In his 2013 State of the Nation address, Putin inveighed against Western decadence, or as he put it “so-called tolerance, sexless and infertile.” Western states were forcing their people “to accept good and bad as equal… but we know that there are more and more people in the world who support our position—defending traditional values that for thousands of years have remained the basis of civilisation: values of a traditional family, religious life.”
In the aftermath of prosecutions of the Pussy Riot punk band, who in 2012 had sung an anti-Putin song on the altar of the vast Moscow Cathedral of Christ the Savior—two of the three women who made up the band were sentenced to prison terms—any offence against religious believers was criminalised. A 2013 law threatened fines for “spreading propaganda of non-traditional sexual relationships” among minors, which effectively banned any public discussion of gay relationships, since it might be heard or read by a child.
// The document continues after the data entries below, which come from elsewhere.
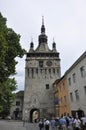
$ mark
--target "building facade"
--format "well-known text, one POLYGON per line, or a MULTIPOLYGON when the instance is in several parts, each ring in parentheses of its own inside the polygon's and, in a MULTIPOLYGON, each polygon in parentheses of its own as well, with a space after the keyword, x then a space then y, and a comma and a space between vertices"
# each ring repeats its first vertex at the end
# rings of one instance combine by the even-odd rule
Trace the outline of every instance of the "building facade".
POLYGON ((65 74, 72 115, 86 115, 86 51, 65 74))
POLYGON ((59 80, 56 80, 53 87, 56 117, 71 115, 66 76, 64 75, 59 80))
POLYGON ((55 114, 52 86, 60 77, 60 58, 56 43, 53 41, 52 49, 49 49, 42 19, 38 47, 34 49, 34 43, 31 42, 26 55, 23 119, 33 122, 35 118, 50 118, 55 114))
POLYGON ((22 120, 24 91, 16 93, 16 98, 11 106, 10 116, 12 119, 22 120))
All of these rearguard initiatives in defense of “traditional values” were attended by punchily presented, skilled propaganda in the media, especially on television. Putin, with his Kremlin colleagues and his skilled, richly rewarded TV propagandists, have successfully kept the bulk of the population in support of their policies. And the message has successfully gotten out beyond Russia’s borders.
Mainstream Western politicians and pundits, repeatedly flatfooted by the success of Russia’s “soft power,” have tended to instead focus on the harder-edged tools the Kremlin regularly employs: its funding of fellow-traveler parties, its aggressive hacking campaigns, and the existence of its propaganda TV and internet networks. The very concept of “disinformation,” so popular among analysts these days, at its heart is dismissive of the notion that the values Putin is expressing have any legitimate pull on their own, implying instead that those voters that share them are only lacking access to the “truth”. Yes, Sputnik and RT are not honest journalistic enterprises, and their stories are often riddled with falsehoods. But the worldview they espouse has broad, enduring, and even increasing appeal among disgruntled Western social conservatives.
And not just in the West. Many of the states to which Russia is reaching out—in the Middle and Far East, in Africa, in South America—share the “traditional values” Putin claims for Russia. They are their traditional values too. In an article in the Journal of Democracy in October of last year, the Berkley political scientist M. Stanley Fish wrote that “Putin aims to convey a clear message to the masses in developing societies: ‘My people and I bear no strange moral agenda. We too are offended by Western governments and NGOs who tell us to embrace homosexuality and reject traditional gender roles and identities. Our churches and mosques and temples, like yours, reject imposed liberal immorality. Join us and together we will stand strong for our cultural sovereignty and right to live as we will’.”
Putin, in his time in office, has transformed Russia from an emerging democracy and a potential ally to an entrenched authoritarian, illiberal society with a hostile attitude to the West. The tracks Vladimir Putin has laid down with such care and thoroughness since 2012 are unlikely to be ripped up in his fourth term, in large part because they clearly resonate with a conservative-minded subset of the Russian public. Western liberals ignore this reality at their peril—and would do well to recognize that similar dynamics are at play in their own politics.